Signs of Earliest Life in Ocean Depths

By Kathy Sawyer, Washington Post, Thursday 8 June 2000; A03

Geologists have found apparent fossil evidence of microbial life in scalding hot deep-ocean vent systems on the very young Earth, 2.7 billion years earlier than previously known.

The signs of ancient single-celled organisms—threadlike filaments etched in volcanic rock about 3.2 billion years old—bolster a theory favored by many biologists, based on genetic studies, that the first life on Earth arose in just such a sunless, toxic and hot environment.

The cradle of life may have been a sulfurous, subterranean inferno, not unlike a medieval vision of hell, said Birger Rasmussen, of the University of Western Australia, who describes his discovery in today's issue of the journal Nature.

In recent decades, scientists have learned that life can thrive in extreme environments previously thought to be lethal. On Earth today, deep-ocean hydrothermal vent systems—rifts in the ocean floor where water and chemicals from the Earth's hotter interior emerge—are known to sustain a variety of creatures, including diverse bacterial communities. But microfossils of any kind in such ancient deposits are extremely rare, and until now, none like these had been found in rock more than about half a billion years old.

Paleobiologist Andrew Knoll, of Harvard, said Rasmussen's find represents a rare and welcome insight into a 2 billion-year stretch of Earth's biological history that remains cloaked in mystery. It's a clear view of life at a moment in time in a particular place on the early Earth. . . . It's really, I think, several steps forward from any micropaleontology that we've seen before in rocks of this age.

The first murky chemical sign of life anywhere on Earth dates to 3.8 billion years ago, he noted, and by 3.5 billion years ago, the record indicates that primitive biology of some sort was a going concern.

Rasmussen's fossils appear to be the imprints left by strings of single-celled heat-loving organisms (in more technical terms, thermophilic chemotropic prokaryotes) a thousandth of a millimeter in diameter and a tenth of a millimeter in length. He found the stringy formations unexpectedly while studying core samples of rock drilled from a 3.2 billion-year-old metal sulfide deposit in the Pilbara region of northwestern Australia. It is a type of deposit usually formed on a sea floor at the darkest depths and at high temperatures. He was examining the rocks with optical and scanning electron microscopes—not looking for fossils, but trying to determine oxygen levels in the atmosphere of the primordial Earth.

After looking at hundreds of slides, I noticed some unusual structures that contained a dense assemblage of interwined filaments, he said. After careful examination, I came to the conclusion that the filaments had to be biological.

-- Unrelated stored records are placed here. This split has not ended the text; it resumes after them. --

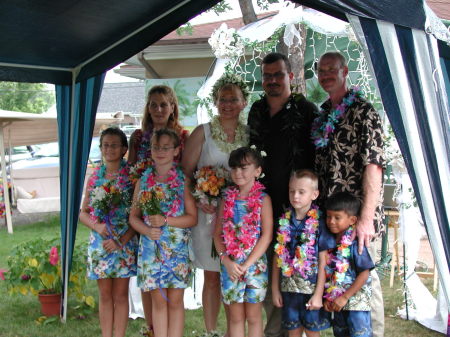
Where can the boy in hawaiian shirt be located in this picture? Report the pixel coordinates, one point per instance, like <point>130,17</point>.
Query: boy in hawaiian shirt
<point>300,255</point>
<point>347,287</point>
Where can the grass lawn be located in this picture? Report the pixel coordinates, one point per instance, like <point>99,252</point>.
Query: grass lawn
<point>18,313</point>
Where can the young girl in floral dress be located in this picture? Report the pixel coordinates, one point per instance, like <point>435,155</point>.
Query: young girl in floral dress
<point>163,210</point>
<point>243,233</point>
<point>112,243</point>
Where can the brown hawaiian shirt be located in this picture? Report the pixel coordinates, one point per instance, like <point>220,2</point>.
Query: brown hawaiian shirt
<point>356,142</point>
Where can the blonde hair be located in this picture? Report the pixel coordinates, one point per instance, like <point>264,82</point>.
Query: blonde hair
<point>172,123</point>
<point>305,173</point>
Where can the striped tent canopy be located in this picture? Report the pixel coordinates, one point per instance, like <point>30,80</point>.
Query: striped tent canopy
<point>72,43</point>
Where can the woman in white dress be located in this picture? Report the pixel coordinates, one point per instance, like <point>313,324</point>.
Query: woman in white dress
<point>211,144</point>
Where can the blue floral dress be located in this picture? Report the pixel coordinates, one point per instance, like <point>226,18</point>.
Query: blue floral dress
<point>165,263</point>
<point>119,263</point>
<point>252,287</point>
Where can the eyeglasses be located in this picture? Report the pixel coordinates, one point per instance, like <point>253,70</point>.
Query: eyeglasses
<point>277,76</point>
<point>111,146</point>
<point>230,101</point>
<point>162,149</point>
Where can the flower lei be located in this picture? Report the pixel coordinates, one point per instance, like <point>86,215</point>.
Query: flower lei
<point>337,266</point>
<point>174,180</point>
<point>220,138</point>
<point>304,260</point>
<point>322,129</point>
<point>239,238</point>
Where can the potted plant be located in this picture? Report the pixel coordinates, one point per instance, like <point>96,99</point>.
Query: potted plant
<point>35,268</point>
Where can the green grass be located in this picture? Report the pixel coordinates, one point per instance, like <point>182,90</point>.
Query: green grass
<point>18,313</point>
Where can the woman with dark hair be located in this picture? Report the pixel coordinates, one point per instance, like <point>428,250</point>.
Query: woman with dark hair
<point>161,111</point>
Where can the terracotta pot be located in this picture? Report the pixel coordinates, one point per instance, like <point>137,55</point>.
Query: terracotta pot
<point>50,304</point>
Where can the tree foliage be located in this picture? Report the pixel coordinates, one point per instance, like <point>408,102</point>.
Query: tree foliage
<point>25,97</point>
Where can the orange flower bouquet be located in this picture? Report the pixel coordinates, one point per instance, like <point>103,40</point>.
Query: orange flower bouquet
<point>210,181</point>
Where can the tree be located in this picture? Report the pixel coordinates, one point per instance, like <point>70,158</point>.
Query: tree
<point>295,52</point>
<point>25,97</point>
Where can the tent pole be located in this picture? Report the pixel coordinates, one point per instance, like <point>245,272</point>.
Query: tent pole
<point>5,183</point>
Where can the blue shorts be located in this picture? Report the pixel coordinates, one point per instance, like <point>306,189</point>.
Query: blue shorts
<point>295,315</point>
<point>352,323</point>
<point>251,288</point>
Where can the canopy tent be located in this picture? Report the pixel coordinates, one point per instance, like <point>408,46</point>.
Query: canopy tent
<point>21,128</point>
<point>66,44</point>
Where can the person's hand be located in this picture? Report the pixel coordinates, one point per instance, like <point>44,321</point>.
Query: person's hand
<point>277,299</point>
<point>207,208</point>
<point>365,231</point>
<point>110,245</point>
<point>154,233</point>
<point>234,270</point>
<point>328,306</point>
<point>339,303</point>
<point>314,303</point>
<point>156,220</point>
<point>101,229</point>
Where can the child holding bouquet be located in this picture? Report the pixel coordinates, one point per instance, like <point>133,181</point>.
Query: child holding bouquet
<point>348,282</point>
<point>112,243</point>
<point>163,211</point>
<point>300,256</point>
<point>243,233</point>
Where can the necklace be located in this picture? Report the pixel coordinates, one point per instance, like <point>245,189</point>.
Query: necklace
<point>337,266</point>
<point>221,139</point>
<point>304,260</point>
<point>240,238</point>
<point>324,125</point>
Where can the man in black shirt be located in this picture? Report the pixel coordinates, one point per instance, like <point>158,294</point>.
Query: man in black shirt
<point>280,125</point>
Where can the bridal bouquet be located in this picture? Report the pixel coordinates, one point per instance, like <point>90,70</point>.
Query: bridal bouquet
<point>209,183</point>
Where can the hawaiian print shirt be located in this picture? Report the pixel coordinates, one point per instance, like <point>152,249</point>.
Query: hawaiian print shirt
<point>356,142</point>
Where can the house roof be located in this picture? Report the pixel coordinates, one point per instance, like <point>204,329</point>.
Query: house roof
<point>125,97</point>
<point>441,8</point>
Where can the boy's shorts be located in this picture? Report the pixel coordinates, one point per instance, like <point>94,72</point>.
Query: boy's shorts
<point>251,288</point>
<point>352,323</point>
<point>295,315</point>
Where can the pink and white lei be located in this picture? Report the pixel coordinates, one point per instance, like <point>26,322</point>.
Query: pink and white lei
<point>242,237</point>
<point>304,260</point>
<point>337,265</point>
<point>323,125</point>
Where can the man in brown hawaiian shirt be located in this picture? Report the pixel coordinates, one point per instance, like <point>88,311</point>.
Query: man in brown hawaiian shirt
<point>349,157</point>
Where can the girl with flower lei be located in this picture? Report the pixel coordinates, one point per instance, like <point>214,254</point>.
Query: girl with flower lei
<point>300,256</point>
<point>164,266</point>
<point>112,244</point>
<point>347,271</point>
<point>242,235</point>
<point>210,144</point>
<point>323,126</point>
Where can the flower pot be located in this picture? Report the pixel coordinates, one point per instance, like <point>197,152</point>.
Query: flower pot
<point>50,304</point>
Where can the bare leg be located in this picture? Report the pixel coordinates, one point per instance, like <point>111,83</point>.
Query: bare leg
<point>211,299</point>
<point>120,298</point>
<point>237,320</point>
<point>253,315</point>
<point>296,333</point>
<point>312,333</point>
<point>176,312</point>
<point>106,306</point>
<point>147,305</point>
<point>160,313</point>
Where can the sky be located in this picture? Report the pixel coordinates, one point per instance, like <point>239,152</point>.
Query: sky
<point>112,77</point>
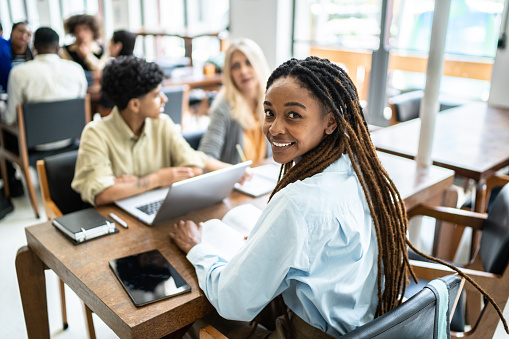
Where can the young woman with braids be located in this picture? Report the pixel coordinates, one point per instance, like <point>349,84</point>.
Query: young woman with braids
<point>332,239</point>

It is their sinuous shape, uniform thickness along their length and pattern of intertwining that led Rasmussen to this inference, he said. At least as compelling, both to him and to independent experts interviewed, are the patterns by which the filaments orient themselves, suggesting behavioral variations distinct to living organisms as they react to varying stimuli. As for their abundance, he found more than 300 such filaments intertwined within a tiny spot in one very thin polished section of rock.

These fossils strongly resemble, in size and shape, microbes found around deep-sea vent systems today, Rasmussen said.

Geologist Euan Nisbet of the University of London, in an accompanying commentary, said: The work of Rasmussen and of others . . . adds a new realm—predicted but previously only surmised—to the map of ecology for this epoch. Although it does not prove that deep-water hydrothermal life came before life based on the sun's energy, he added, it lends circumstantial support to the argument that steps in the early history of life—and perhaps even the very first step—took place around hydrothermal systems.

But Nisbet also cautioned that the study of rocks this old is like a forensic investigation based on heavily smudged fingerprints, carrying a high risk of error.

Rasmussen said he believes he has ruled out known alternative explanations. For example, the filaments . . . bear little resemblance to structures generated by [non-biological] means. The nature and location of the fossil evidence suggests to Rasmussen that the microorganisms probably lived in the pores and crevices of rocks at shallow depths below the sea floor, a habitat that would have been bathed in a hot, rich brew of metals and nutrients.

The planet's surface, under heavy meteor bombardment, was even less hospitable than the volcanic submarine depths. At 1,000 meters (3,300 feet) down, with a sediment cover, the organisms would have been shielded from ultraviolet radiation and could not have depended on sunlight for energy like most familiar forms of life. Instead, Rasmussen speculates, they would have relied somehow on chemical energy, possibly from the sulfur common in such hot springs.

Biogeochemist John Hayes of the Woods Hole Oceanographic Institute predicted that the paper will stir up debate on this issue of how the bugs made a living. Rasmussen, he said, leaves unanswered the vexing major question of exactly what chemical reaction on early Earth they might have been exploiting to drive their growth. It's a stimulating paper, without a doubt, he said, even though it lands us in the middle of this remarkable puzzle.